Sandra vit aujourd'hui avec sa fille dans le centre de détention et raconte qu'à l'origine, ils voulaient lui infliger une peine de dix ans, "mais ils l'ont ramenée à cinq ans parce que nous avons donné de l'argent au ministère public pour qu'il la réduise".
Sans vouloir épuiser les multiples pistes d'analyse et d'interprétation qui pourraient être tirées des témoignages ci-dessus, nous souhaitons en mentionner quelques-unes qu'il nous semble important de mettre en exergue.
En conclusion, nous voudrions souligner que dans ce document, nous avons essayé de rendre compte des situations de vulnérabilité auxquelles les adolescents ont été confrontés et qui, dans une large mesure, ont contribué à leur implication dans des activités criminelles. Il s'agit, pour ainsi dire, des conditions primaires de vulnérabilité auxquelles ils ont été confrontés dans leur environnement. À ces conditions de vulnérabilité primaire s'ajoutent celles qui surviennent lorsque les adolescentes entrent en contact avec les institutions de sécurité et de justice. C'est ce que nous appelons les conditions de vulnérabilité secondaire. Nous faisons ici référence aux difficultés que rencontrent ces systèmes pour fonctionner, dans toutes leurs phases, dans le cadre de la loi, dans une perspective de genre qui parvient à prendre en compte et à surmonter les désavantages spécifiques auxquels les femmes sont confrontées. Il est donc urgent que ces institutions conçoivent et mettent en œuvre des programmes de soins qui promeuvent l'égalité entre les femmes et les hommes.
Dans le cas contraire, le passage des adolescentes par le système judiciaire non seulement ne leur fournit pas les éléments nécessaires pour faire face à leurs conditions de vulnérabilité primaire, mais génère également de nouveaux dommages ou conditions de vulnérabilité secondaire qui réduisent leurs possibilités de s'intégrer dans la société en tant qu'individus compétents, responsables et autonomes, capables de prendre des décisions qui favorisent leur bien-être et celui de leur communauté.

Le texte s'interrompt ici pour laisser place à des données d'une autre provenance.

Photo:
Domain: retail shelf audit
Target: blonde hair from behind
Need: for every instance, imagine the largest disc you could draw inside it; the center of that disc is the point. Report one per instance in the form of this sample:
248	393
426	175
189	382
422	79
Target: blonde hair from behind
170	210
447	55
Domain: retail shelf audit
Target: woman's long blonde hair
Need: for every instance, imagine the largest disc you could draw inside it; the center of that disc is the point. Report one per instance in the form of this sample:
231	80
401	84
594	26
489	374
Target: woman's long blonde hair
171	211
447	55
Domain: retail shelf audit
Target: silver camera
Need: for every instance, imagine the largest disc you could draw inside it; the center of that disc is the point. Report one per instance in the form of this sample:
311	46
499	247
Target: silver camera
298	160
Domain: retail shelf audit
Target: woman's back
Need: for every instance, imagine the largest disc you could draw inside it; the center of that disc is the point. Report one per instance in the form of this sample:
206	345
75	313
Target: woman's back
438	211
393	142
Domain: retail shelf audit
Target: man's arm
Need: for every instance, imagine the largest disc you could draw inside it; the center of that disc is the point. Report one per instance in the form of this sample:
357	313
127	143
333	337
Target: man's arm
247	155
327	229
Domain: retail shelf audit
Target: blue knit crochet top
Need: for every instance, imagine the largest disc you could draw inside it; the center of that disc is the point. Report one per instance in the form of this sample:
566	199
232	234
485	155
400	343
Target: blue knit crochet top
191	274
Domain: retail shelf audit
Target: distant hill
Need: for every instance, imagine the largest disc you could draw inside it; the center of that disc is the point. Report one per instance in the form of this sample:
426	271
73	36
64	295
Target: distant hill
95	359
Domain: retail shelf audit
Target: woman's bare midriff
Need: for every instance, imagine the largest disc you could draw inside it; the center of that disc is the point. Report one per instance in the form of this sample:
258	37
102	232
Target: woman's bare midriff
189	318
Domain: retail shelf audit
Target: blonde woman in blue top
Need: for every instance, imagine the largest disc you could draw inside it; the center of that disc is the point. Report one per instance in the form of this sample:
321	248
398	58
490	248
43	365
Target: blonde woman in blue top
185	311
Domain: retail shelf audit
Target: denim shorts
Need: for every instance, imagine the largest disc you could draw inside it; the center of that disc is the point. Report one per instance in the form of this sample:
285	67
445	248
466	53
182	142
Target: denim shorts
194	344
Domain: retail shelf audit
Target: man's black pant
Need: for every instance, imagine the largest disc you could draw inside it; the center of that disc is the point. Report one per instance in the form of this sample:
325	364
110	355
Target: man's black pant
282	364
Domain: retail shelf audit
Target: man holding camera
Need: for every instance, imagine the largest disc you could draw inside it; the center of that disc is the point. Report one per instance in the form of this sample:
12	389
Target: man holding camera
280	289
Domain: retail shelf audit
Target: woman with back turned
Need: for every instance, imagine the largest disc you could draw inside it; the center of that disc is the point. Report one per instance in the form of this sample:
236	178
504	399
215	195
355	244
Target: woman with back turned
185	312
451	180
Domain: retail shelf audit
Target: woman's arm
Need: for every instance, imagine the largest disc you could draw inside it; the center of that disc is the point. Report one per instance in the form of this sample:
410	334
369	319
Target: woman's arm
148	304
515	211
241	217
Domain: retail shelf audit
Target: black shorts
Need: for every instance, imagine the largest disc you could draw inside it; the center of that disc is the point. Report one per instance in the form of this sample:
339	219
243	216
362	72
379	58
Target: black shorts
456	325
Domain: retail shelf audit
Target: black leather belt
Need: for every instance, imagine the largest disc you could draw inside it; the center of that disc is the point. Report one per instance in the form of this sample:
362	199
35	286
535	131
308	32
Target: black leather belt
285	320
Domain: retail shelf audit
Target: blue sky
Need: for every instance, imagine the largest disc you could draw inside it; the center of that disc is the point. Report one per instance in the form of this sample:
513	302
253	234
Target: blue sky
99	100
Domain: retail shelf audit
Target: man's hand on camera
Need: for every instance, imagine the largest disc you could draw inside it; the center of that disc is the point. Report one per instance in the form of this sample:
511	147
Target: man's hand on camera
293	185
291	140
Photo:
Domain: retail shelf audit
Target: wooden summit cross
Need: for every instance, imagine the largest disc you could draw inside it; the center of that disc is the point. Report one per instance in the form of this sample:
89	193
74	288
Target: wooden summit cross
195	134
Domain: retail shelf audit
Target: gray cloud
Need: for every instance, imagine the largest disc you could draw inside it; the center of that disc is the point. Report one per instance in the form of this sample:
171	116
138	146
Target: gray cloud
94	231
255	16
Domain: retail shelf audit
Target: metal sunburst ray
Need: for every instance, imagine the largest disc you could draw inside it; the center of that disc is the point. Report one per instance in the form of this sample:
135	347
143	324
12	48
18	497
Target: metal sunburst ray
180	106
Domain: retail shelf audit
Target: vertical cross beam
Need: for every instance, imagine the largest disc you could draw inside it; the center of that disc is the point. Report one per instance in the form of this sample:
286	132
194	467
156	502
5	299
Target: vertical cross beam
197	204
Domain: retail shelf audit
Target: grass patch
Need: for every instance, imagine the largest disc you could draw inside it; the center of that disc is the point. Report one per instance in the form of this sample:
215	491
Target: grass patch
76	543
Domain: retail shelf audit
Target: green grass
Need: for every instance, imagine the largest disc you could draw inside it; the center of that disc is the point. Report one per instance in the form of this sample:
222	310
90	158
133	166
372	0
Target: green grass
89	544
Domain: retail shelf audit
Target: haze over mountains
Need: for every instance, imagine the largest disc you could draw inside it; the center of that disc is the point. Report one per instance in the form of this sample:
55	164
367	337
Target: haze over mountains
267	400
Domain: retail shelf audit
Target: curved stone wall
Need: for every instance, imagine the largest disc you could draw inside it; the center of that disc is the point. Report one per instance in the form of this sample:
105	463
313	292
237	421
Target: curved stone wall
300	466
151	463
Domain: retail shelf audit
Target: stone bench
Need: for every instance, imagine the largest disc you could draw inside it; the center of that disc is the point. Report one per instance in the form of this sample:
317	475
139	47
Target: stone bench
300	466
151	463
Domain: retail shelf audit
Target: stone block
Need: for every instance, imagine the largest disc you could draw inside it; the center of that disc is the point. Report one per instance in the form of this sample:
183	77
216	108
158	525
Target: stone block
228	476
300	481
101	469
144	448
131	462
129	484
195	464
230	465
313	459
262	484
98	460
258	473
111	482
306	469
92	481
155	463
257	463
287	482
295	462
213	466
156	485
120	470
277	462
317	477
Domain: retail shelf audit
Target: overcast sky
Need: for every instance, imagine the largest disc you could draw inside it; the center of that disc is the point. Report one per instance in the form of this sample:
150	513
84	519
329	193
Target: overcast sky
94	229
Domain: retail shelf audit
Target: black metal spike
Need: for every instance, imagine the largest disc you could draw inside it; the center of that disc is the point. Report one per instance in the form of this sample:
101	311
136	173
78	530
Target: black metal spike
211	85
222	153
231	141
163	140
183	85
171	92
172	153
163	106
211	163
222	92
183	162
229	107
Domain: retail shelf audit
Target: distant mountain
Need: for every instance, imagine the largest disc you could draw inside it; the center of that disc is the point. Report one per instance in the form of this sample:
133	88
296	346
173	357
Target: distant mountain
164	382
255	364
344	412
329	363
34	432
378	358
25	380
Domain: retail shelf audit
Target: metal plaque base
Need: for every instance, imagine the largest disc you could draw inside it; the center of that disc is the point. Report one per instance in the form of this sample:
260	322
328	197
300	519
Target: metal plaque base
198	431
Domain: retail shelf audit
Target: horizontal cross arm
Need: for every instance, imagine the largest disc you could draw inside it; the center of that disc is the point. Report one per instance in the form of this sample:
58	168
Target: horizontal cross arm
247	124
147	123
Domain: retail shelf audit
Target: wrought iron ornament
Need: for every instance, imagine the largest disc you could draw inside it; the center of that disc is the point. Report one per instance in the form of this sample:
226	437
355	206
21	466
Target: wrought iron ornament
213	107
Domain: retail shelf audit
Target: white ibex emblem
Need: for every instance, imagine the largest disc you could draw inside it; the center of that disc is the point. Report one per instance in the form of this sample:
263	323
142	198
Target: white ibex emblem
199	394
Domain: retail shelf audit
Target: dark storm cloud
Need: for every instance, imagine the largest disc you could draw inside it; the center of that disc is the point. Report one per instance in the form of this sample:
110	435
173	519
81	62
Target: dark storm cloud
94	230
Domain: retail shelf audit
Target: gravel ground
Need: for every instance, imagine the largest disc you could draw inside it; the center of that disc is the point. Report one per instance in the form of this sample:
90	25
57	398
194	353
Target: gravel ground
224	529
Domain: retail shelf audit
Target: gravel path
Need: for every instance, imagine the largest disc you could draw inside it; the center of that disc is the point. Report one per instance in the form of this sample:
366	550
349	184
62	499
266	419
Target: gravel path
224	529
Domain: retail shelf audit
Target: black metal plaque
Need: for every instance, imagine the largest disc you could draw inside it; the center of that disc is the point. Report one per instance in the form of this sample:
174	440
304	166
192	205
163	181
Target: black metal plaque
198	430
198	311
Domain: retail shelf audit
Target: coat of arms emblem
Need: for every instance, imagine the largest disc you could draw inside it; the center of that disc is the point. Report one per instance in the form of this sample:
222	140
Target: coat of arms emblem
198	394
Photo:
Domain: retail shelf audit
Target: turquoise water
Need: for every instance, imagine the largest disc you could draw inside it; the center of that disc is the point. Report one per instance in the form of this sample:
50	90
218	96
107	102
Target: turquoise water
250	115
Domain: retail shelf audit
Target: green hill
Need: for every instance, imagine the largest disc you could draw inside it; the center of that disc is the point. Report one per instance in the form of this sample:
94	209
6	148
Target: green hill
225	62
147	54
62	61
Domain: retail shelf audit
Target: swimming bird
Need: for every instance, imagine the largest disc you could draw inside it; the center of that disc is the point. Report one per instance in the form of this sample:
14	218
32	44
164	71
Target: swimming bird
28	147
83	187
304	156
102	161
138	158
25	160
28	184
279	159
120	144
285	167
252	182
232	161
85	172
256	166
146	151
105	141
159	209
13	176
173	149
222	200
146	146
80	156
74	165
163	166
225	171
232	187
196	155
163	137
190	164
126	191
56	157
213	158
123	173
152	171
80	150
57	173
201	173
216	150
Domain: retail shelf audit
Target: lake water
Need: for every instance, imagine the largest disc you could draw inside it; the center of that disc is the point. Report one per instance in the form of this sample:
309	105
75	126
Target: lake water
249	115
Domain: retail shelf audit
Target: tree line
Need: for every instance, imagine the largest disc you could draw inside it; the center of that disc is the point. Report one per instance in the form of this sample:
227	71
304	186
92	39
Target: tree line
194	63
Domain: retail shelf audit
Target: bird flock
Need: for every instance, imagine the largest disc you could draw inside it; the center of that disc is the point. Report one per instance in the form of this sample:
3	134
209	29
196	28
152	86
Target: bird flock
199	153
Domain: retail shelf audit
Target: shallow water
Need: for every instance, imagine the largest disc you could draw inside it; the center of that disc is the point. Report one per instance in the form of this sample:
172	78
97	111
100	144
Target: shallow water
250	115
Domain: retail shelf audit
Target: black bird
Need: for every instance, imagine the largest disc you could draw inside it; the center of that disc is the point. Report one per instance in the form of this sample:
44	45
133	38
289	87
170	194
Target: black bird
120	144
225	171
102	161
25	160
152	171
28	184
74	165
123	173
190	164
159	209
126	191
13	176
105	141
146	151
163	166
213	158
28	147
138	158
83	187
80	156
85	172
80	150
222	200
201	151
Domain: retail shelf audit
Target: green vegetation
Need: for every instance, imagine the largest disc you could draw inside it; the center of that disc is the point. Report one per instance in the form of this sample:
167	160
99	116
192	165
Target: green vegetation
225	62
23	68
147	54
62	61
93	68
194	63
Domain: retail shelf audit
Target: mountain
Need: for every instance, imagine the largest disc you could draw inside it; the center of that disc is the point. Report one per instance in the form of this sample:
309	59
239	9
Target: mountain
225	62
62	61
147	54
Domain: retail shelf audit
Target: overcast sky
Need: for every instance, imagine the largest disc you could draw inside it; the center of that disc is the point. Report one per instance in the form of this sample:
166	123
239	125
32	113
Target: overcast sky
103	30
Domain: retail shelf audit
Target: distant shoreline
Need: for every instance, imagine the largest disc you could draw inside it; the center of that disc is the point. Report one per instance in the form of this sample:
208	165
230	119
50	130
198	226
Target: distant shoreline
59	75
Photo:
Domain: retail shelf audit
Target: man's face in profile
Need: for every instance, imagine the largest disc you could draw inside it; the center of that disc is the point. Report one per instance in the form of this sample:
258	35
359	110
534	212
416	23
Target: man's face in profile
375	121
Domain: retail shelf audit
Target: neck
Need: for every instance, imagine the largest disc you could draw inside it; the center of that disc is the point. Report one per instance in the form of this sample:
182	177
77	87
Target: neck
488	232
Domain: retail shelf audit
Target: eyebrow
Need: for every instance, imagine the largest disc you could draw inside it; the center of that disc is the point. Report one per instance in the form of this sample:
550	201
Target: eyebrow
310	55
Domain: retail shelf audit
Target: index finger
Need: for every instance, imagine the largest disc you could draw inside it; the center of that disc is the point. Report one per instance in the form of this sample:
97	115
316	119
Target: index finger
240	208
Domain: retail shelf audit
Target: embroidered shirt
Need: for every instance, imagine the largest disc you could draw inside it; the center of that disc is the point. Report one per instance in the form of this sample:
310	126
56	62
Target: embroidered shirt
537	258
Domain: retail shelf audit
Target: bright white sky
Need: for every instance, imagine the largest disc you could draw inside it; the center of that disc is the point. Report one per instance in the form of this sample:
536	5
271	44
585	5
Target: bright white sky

La plupart des adolescentes dont nous avons pu entendre les témoignages dans ce document ont vécu des expériences difficiles et douloureuses qui leur ont causé un préjudice important et qu'elles ont à leur tour reproduit contre d'autres. Dans la plupart des cas, leur expérience au sein des institutions judiciaires ne leur permet pas d'assumer leurs responsabilités, de comprendre pleinement leur situation ou d'être en mesure de réparer les dommages physiques et émotionnels qu'elles ont subis et qu'elles ont fait subir à d'autres. Il y a beaucoup à faire pour que les systèmes judiciaires mexicains soient en mesure de fournir aux adolescents les éléments et les outils dont ils ont besoin pour passer à l'âge adulte dans des conditions qui leur permettent de réduire leur situation défavorable par rapport aux autres jeunes du pays. Faute de quoi, ils seront condamnés à vivre en permanence dans des conditions défavorables.